Most of the electrons, however, hit the shadow mask without passing the openings, with the result that energy of motion of the electrons is transmitted as thermal energy to the shadow mask, to heat it to 70.degree. C. or higher. This temperature rise thermally expands the shadow mask to cause misalignment between the opening sections in the shadow mask and fluorescent plane, causing problems, e.g., color shift and lowered brightness. The problematic phenomenon of thermal expansion of the shadow mask caused by shooting electron beams is referred to as doming.
It is known that these problems are controlled by coating the shadow mask side 1a facing the electron gun with a coating material containing an element having an atomic number of 70 or more to form an electron beam reflecting film. In particular, the coating material containing powdered bismuth oxide or the like is considered to be suitable, because of its effect of efficiently reflecting the electron beams (hereinafter referred to as electron-reflecting effect). It is also known that an element having a larger atomic number shows a larger electron-reflecting effect. Therefore, the shadow mask side 1a is coated with a coating material containing a material of large electron-reflecting effect, such as powdered bismuth oxide, to reflect the electron beams that hit the shadow mask. The electron beam reflecting film is generally formed by spraying, in which the electron beam reflecting coating material is supplied by a high-capacity pump, e.g., magnet pump, to a nozzle to prevent settling of the coating material in the nozzle and piping systems, and the nozzle is scanned over the shadow mask to form the film. The electron beam reflecting film formed on the shadow mask side facing the electron gun prevents temperature rise of the shadow mask, and thereby to solve the problems, such as color shift, caused by doming.
The surface coat is formed by spreading a surface coating material, such as that containing SiO.sub.2 or ITO, to realize a low-reflection function and anti-static function by resultant difference in refractive index and its conductivity. The coating material is spread by spraying or spin coating, the latter being a normal choice, because of difficulty of the former to give a dense, homogeneous coating film.
A common method for producing the coating material for electron beam reflecting films is dispersion by a rotating device, such as a ball mill. However, the coating material dispersed by this method tends to suffer secondary agglomeration, after it is dispersion-treated, which causes problems, e.g., settlement of the coating material in, and clogging of, the coating systems, making it difficult to inject the coating material stably from the nozzle and to form a dense, homogeneous electron beam reflecting film. Another dispersion method uses a sand mill. The method using such a medium, however, has disadvantages, e.g., breakdown of the medium itself in a dispersion machine to contaminate the coating material, and unstable dispersion conditions of the coating material, because of newly evolved interfaces as a result of destruction of coating material particle shapes.

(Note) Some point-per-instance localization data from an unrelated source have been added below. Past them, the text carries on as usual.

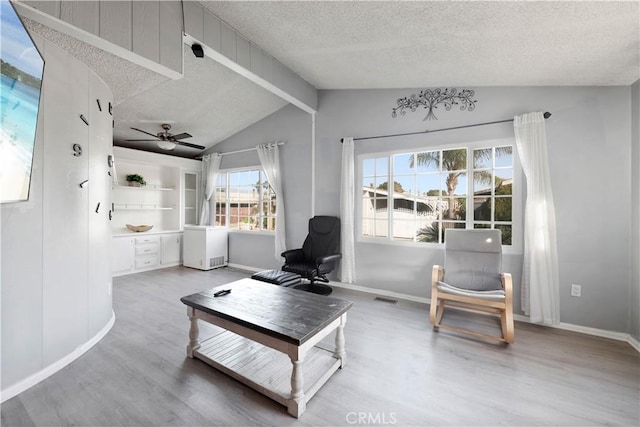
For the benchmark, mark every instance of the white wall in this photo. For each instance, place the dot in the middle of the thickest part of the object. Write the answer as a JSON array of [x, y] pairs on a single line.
[[634, 300], [292, 126], [55, 268]]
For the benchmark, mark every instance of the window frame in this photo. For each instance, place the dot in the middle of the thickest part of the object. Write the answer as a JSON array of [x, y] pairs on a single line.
[[518, 190], [262, 175]]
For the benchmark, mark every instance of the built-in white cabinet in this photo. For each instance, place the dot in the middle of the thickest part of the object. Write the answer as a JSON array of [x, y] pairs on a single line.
[[141, 252], [168, 201], [122, 260], [171, 249]]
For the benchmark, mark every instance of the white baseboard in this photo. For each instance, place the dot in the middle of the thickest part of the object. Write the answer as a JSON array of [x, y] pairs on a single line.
[[245, 267], [618, 336], [34, 379]]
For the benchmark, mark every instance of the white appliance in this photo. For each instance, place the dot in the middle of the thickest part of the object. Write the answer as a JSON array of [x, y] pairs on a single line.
[[205, 247]]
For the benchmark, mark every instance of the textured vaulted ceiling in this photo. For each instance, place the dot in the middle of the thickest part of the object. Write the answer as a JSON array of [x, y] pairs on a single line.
[[338, 45], [210, 102]]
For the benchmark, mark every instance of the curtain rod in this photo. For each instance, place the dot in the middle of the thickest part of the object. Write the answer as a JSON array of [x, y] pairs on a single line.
[[546, 115]]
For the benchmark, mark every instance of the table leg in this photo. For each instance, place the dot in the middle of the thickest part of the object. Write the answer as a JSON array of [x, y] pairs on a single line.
[[297, 403], [340, 352], [194, 332]]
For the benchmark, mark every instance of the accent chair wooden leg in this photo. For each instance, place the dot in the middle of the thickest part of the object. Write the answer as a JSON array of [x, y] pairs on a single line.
[[297, 402], [194, 332], [340, 352], [507, 326]]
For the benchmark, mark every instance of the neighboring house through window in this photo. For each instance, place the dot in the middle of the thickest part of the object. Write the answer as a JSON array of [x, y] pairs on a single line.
[[244, 200], [414, 196]]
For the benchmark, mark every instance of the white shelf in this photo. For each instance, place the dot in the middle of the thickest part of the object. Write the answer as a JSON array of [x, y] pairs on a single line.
[[144, 187], [133, 207]]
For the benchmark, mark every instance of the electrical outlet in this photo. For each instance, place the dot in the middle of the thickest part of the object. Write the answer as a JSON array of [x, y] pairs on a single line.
[[576, 290]]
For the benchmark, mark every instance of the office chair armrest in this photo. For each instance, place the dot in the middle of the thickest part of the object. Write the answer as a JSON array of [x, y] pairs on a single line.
[[293, 256], [327, 259]]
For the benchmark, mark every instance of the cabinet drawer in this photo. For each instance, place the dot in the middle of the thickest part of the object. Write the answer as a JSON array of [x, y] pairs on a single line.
[[146, 262], [146, 249], [147, 240]]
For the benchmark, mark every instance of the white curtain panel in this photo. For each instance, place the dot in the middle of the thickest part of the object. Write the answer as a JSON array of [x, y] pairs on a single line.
[[540, 281], [347, 213], [210, 170], [270, 160]]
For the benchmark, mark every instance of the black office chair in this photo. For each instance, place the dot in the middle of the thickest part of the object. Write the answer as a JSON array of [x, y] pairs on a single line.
[[318, 256]]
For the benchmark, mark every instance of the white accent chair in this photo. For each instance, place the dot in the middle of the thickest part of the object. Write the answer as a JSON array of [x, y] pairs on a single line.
[[471, 278]]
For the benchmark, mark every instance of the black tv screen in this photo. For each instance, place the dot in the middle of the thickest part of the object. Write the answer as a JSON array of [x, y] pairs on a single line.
[[21, 68]]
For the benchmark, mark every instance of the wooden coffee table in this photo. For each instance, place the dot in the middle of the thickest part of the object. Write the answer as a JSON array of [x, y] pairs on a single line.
[[270, 337]]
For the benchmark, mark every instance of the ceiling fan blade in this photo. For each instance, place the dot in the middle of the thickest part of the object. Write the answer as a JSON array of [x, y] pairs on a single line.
[[186, 144], [181, 136], [144, 131]]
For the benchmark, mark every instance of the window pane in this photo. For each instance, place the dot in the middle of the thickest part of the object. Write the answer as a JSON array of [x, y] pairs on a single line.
[[428, 161], [458, 183], [482, 182], [429, 233], [446, 225], [404, 184], [381, 227], [506, 233], [504, 156], [504, 181], [382, 166], [403, 164], [482, 208], [485, 226], [503, 209], [428, 185], [403, 230], [482, 158], [454, 160], [368, 167]]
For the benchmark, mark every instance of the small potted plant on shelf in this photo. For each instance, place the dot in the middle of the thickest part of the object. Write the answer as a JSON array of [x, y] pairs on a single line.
[[136, 180]]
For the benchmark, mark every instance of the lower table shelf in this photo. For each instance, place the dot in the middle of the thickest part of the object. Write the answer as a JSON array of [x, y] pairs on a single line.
[[264, 369]]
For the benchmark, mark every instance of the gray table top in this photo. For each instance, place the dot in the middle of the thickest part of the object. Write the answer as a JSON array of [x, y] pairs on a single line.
[[288, 314]]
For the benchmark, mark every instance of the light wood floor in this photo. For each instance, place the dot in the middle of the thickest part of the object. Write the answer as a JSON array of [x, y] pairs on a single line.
[[399, 372]]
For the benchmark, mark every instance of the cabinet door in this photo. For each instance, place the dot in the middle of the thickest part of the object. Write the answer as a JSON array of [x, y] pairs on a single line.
[[171, 249], [122, 255]]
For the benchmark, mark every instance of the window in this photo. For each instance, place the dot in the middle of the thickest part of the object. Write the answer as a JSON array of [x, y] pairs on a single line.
[[244, 200], [433, 190]]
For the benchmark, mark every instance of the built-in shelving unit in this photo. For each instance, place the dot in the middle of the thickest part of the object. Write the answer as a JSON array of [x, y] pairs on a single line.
[[167, 201]]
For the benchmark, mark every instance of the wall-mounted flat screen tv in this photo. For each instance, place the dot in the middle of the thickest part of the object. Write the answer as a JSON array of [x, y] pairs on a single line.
[[21, 69]]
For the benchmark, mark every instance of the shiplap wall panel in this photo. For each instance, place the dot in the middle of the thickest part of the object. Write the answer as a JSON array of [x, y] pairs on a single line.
[[256, 60], [228, 41], [65, 206], [212, 31], [146, 29], [267, 66], [243, 51], [50, 7], [171, 35], [193, 20], [81, 14], [114, 16]]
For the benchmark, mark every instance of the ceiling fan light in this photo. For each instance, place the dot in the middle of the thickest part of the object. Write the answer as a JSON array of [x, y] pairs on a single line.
[[166, 145]]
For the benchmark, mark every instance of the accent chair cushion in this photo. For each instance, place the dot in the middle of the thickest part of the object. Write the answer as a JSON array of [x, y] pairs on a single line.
[[473, 259]]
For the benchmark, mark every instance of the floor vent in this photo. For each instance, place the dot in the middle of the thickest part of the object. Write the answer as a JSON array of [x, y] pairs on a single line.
[[387, 300], [216, 261]]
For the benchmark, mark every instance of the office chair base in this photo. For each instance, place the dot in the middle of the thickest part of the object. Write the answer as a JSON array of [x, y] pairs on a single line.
[[316, 288]]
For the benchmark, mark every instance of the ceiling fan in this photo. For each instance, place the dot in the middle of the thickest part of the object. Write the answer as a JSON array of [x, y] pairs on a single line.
[[166, 140]]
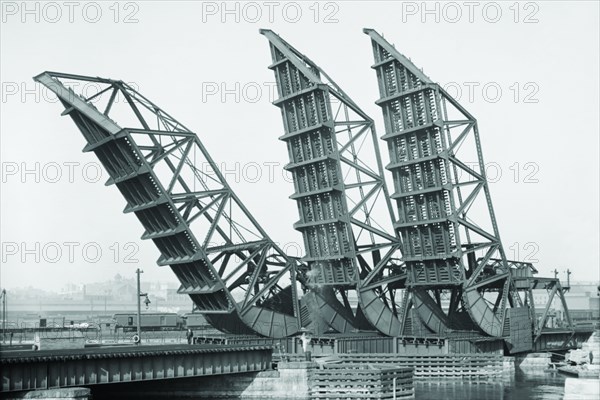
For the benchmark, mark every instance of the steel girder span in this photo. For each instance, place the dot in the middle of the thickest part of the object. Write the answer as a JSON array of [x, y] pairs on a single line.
[[232, 270], [355, 276], [439, 180]]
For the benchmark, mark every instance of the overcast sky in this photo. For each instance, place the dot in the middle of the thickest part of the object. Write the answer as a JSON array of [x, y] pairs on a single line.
[[533, 70]]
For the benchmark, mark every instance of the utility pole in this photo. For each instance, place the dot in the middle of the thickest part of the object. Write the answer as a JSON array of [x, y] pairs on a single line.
[[139, 295]]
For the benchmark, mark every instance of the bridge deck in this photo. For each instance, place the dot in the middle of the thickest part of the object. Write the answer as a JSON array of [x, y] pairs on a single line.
[[48, 369]]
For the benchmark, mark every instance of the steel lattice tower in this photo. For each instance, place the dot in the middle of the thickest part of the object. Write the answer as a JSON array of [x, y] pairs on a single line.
[[232, 270], [429, 135], [338, 180]]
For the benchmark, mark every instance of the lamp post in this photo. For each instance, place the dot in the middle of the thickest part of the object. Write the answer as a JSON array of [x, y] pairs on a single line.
[[139, 315], [3, 315]]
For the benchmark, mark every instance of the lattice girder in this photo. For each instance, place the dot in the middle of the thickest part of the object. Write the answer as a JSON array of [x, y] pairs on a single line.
[[339, 188], [429, 134], [223, 258]]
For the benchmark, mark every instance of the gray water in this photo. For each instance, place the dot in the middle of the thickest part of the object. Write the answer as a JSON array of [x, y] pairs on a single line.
[[523, 386], [538, 386]]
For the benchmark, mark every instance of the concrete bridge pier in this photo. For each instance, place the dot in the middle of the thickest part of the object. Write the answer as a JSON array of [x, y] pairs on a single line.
[[53, 394]]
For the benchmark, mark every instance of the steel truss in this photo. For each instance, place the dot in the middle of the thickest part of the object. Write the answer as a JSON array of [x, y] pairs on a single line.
[[340, 192], [232, 270], [430, 136]]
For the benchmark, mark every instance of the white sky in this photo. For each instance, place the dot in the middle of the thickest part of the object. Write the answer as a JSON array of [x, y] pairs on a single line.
[[177, 50]]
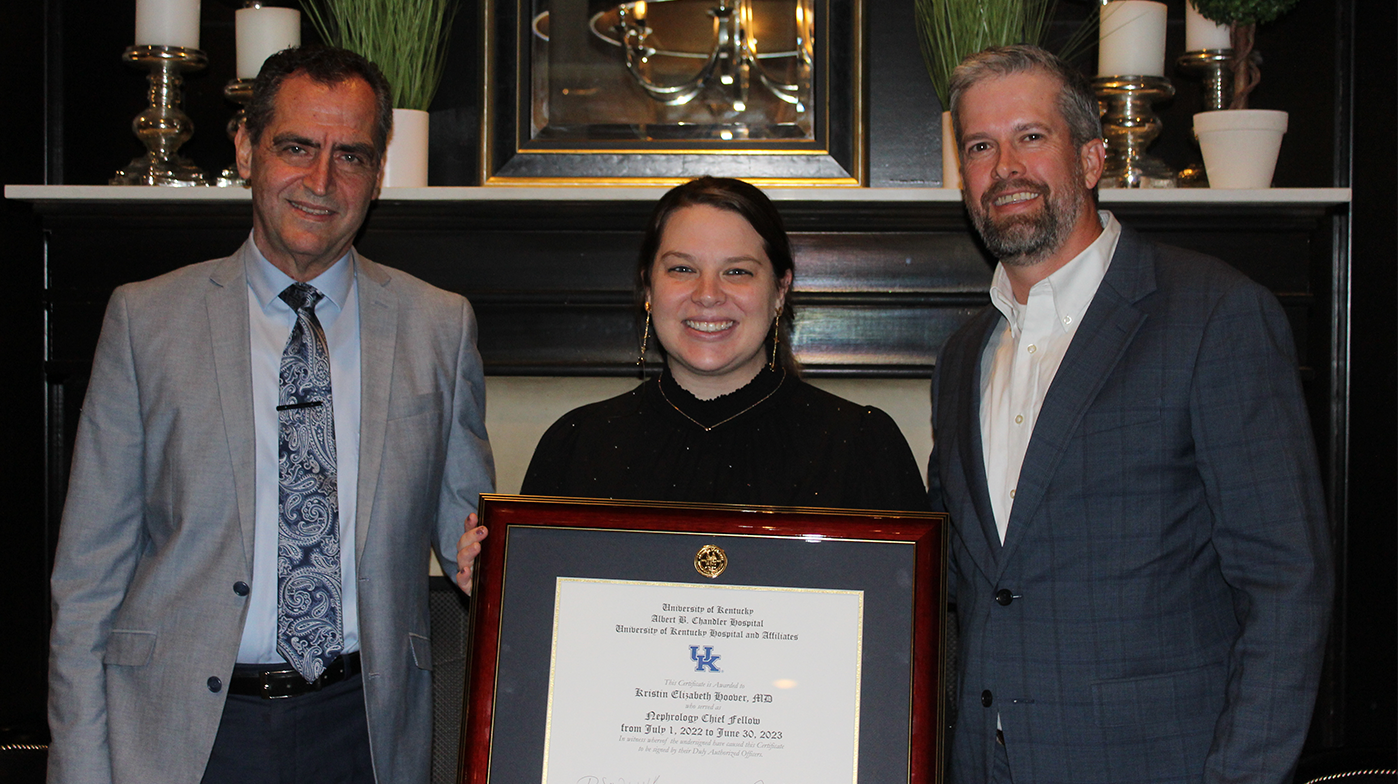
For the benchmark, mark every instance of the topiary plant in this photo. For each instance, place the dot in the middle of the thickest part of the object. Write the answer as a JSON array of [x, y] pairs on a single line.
[[406, 38], [1243, 17]]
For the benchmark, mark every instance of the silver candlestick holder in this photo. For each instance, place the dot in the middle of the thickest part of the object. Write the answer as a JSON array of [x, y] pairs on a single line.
[[1211, 64], [162, 127], [239, 91], [1130, 125]]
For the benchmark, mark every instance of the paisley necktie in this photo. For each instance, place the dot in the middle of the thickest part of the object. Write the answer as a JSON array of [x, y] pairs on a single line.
[[309, 628]]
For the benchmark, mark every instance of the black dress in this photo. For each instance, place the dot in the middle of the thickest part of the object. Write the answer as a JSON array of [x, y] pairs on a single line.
[[776, 440]]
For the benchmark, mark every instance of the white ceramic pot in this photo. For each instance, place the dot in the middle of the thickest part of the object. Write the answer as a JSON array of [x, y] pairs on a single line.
[[406, 165], [1240, 146], [951, 162]]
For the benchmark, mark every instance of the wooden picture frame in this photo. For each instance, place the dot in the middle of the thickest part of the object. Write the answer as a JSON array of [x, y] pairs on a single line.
[[895, 561]]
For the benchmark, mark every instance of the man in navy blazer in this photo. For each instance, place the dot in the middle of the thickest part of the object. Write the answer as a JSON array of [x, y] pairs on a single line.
[[1140, 554]]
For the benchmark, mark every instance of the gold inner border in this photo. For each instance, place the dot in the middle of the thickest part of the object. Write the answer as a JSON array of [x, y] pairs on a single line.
[[552, 651], [661, 505]]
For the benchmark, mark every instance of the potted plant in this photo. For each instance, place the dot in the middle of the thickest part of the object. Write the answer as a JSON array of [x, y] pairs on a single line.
[[952, 30], [1240, 144], [408, 41]]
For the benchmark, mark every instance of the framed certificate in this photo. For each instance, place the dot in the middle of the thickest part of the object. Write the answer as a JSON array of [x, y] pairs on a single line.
[[692, 643]]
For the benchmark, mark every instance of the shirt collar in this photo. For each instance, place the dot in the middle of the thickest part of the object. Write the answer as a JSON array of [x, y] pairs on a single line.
[[1071, 287], [267, 281]]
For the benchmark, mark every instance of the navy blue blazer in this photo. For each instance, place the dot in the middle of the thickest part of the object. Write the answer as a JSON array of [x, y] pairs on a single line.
[[1159, 607]]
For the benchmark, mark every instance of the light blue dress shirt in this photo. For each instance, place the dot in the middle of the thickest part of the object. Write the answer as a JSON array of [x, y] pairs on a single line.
[[270, 322]]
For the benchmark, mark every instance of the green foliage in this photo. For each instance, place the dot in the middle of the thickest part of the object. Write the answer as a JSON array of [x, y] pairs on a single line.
[[1243, 11], [406, 38], [952, 30]]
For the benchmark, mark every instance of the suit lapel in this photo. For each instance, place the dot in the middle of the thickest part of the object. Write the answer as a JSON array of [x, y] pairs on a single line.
[[1107, 329], [378, 338], [984, 549], [227, 303]]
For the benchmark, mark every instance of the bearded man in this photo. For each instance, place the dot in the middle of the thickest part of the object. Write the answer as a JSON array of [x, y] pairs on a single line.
[[1140, 554]]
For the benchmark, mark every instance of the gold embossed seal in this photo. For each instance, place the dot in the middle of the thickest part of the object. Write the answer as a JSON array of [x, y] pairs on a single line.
[[710, 561]]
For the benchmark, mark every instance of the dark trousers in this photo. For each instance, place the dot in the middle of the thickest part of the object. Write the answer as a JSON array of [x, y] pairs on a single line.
[[316, 738]]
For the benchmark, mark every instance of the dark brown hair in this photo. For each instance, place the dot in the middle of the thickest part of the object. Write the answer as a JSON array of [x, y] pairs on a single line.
[[734, 196], [325, 64]]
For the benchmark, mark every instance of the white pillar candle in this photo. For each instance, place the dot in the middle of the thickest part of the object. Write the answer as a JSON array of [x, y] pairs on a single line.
[[262, 32], [1133, 38], [167, 23], [1202, 34]]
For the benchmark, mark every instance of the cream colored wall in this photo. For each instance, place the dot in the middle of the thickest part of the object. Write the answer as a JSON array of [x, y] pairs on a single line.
[[517, 411]]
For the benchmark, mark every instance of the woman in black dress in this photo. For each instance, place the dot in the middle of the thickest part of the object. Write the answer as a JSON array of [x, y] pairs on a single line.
[[729, 419]]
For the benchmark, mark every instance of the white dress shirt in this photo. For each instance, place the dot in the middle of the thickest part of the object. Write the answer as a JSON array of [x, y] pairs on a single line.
[[270, 322], [1019, 361]]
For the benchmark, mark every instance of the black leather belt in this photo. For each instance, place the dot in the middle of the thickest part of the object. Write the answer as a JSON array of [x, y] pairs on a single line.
[[281, 682]]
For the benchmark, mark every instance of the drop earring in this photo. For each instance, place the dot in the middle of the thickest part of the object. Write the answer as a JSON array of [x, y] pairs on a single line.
[[645, 334], [776, 338]]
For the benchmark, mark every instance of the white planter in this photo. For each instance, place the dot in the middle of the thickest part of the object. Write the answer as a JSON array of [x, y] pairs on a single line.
[[406, 165], [951, 162], [1240, 146]]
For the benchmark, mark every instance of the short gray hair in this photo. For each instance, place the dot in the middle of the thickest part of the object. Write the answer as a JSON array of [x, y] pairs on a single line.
[[1077, 102]]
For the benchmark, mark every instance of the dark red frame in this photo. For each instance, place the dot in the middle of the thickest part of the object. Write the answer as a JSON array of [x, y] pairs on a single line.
[[501, 512]]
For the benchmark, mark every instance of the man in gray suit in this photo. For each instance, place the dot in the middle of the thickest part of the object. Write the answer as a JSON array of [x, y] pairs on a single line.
[[245, 418], [1140, 555]]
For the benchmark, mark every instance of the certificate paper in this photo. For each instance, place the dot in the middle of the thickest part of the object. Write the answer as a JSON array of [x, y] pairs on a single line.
[[682, 684]]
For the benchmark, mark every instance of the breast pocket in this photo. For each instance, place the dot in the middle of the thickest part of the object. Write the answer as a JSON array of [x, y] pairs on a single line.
[[1120, 417]]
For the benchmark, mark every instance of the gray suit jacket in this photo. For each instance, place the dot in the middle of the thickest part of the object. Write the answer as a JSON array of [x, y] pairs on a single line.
[[1159, 607], [158, 521]]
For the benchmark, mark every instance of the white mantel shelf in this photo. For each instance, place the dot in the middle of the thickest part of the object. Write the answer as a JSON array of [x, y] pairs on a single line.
[[41, 193]]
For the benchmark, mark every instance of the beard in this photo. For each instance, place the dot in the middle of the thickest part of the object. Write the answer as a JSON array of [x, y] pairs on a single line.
[[1022, 241]]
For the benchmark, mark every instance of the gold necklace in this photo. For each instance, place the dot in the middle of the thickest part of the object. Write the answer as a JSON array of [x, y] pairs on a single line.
[[706, 428]]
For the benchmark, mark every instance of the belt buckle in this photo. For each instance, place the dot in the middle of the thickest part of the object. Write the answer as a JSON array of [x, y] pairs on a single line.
[[264, 681]]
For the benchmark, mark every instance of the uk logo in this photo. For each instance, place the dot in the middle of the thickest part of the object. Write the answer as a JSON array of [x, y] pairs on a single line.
[[706, 660]]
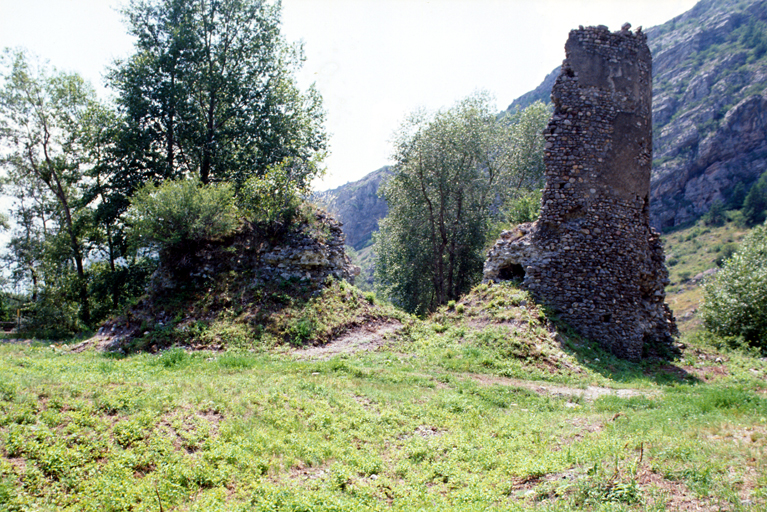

Moreover, the conventional coating material for electron beam reflecting films contains particles of large average size and unstable particle size distribution. In order to secure a high surface coverage of the electron beam reflecting film, it is necessary to spread a large quantity of the coating material over the shadow mask side, to 0.2 mg/cm.sup.2 or more, as disclosed by Japanese Patent Application Laid-Open No. 59-94325. As a result, the film tends to come off from the shadow mask in the electron tube product, causing problems, e.g., contamination within the electron tube and lowered image quality.
The method for forming an electron beam reflecting film by spraying supplies the coating material to the nozzle and recycles it by a high-capacity pump, e.g., a magnet pump. This method, however, involves problems, e.g., adverse effects of fluctuating pump discharge pressure on discharge conditions of the coating material at the nozzle, causing uneven coating as a result of fluctuations in quantities discharged from the nozzle and making it difficult to form a dense, homogeneous electron beam reflecting film. Moreover, a head (level difference) between the surface of the stored coating material and the nozzle changes as the coating material is spread over the shadow mask. This causes a change in pressure for supplying the coating material to the nozzle and therefore a change in quantity of the coating material discharged from the nozzle. This also causes uneven coating and makes it difficult to form a dense, homogeneous electron beam reflecting film.
Denser coating is needed for forming a surface coat over a glass panel surface by spraying, so that the surface coat can exhibit a low-reflection function and anti-static function. The conventional spraying method, however, tends to form an uneven film, and difficult to realize the surface coat exhibiting sufficient functions. The spin coating for surface coat has disadvantages such as low coating efficiency and high cost.